Decellularized Green and Brown Macroalgae as Cellulose Matrices for Tissue Engineering

Abstract

Scaffolds resembling the extracellular matrix (ECM) provide structural support for cells in the engineering of tissue constructs. Various material sources and fabrication techniques have been employed in scaffold production. Cellulose-based matrices are of interest due to their abundant supply, hydrophilicity, mechanical strength, and biological inertness. Terrestrial and marine plants offer diverse morphologies that can replicate the ECM of various tissues and be isolated through decellularization protocols. In this study, three marine macroalgae species-namely Durvillaea poha, Ulva lactuca, and Ecklonia radiata-were selected for their morphological variation. Low-intensity, chemical treatments were developed for each species to maintain native cellulose structures within the matrices while facilitating the clearance of DNA and pigment. Scaffolds generated from each seaweed species were non-toxic for human dermal fibroblasts but only the fibrous inner layer of those derived from E. radiata supported cell attachment and maturation over the seven days of culture. These findings demonstrate the potential of E. radiata-derived cellulose scaffolds for skin tissue engineering and highlight the influence of macroalgae ECM structures on decellularization efficiency, cellulose matrix properties, and scaffold utility.

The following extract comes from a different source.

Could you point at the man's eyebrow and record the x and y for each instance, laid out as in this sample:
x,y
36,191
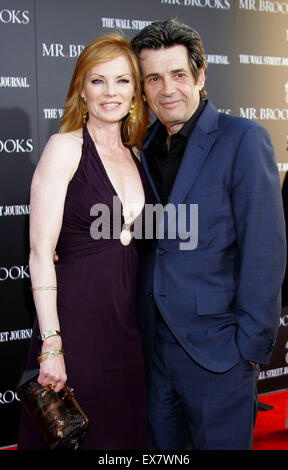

Keywords: cellulose; decellularization; fibroblast; macroalgae; matrix; scaffold; seaweed; skin; tissue engineering.

Figure 1

Morphological differences between macroalgae: (A) macroscopic images of Durvillaea poha (i), Ulva lactuca (ii), and Ecklonia radiata (iii) illustrate differences in size and morphology; (B) H&E staining of paraffin-embedded sections; and (C) SEM imaging reveals their porous versus fibrous structural composition. Scale bars are as indicated.

Figure 2

Structural differences between macroalgae matrices: (A) Images of Durvillaea poha (i), Ulva lactuca (ii), and Ecklonia radiata (iii) matrices demonstrate macrostructure after chemical treatment. (B) H&E staining of paraffin-embedded sections, (C) SEM imaging, and (D) calcofluor white staining of paraffin-embedded sections show porous and/or fibrous compositions. Scale bars are as indicated.

Figure 3

Human dermal fibroblasts attach to and distribute through the fibrous layers of Ecklonia radiata but not Ulva lactuca and Durvillaea poha scaffolds. Representative two-dimensional optical slices (i,iii) and three-dimensional confocal Z-stacks (ii,iv) showing BJ/5Ta cells cultured on Durvillaea poha (A), Ulva lactuca (B), and Ecklonia radiata (C) matrices for two (i,ii) or seven (iii,iv) days, after fixation and staining with wheat germ agglutinin (WGA; red) and calcofluor white (CW; blue) to visualize cell membrane glycans and cellulose fibers, respectively. Gold arrows show cells and spheroids that have failed to attach to cellulose fibers. Red arrows show acellular punctate staining. Scale bars are as indicated.

Figure 4

Fibroblasts differ in their attachment to and morphology on macroalgae scaffolds. Scanning electron microscopy images showing BJ/5Ta cells cultured on Durvillaea poha (A), Ulva lactuca (B), and Ecklonia radiata (C) matrices for two (i) or seven (ii) days. Gold arrows show cells and spheroids lacking fibroblastic morphology. Scale bars are as indicated.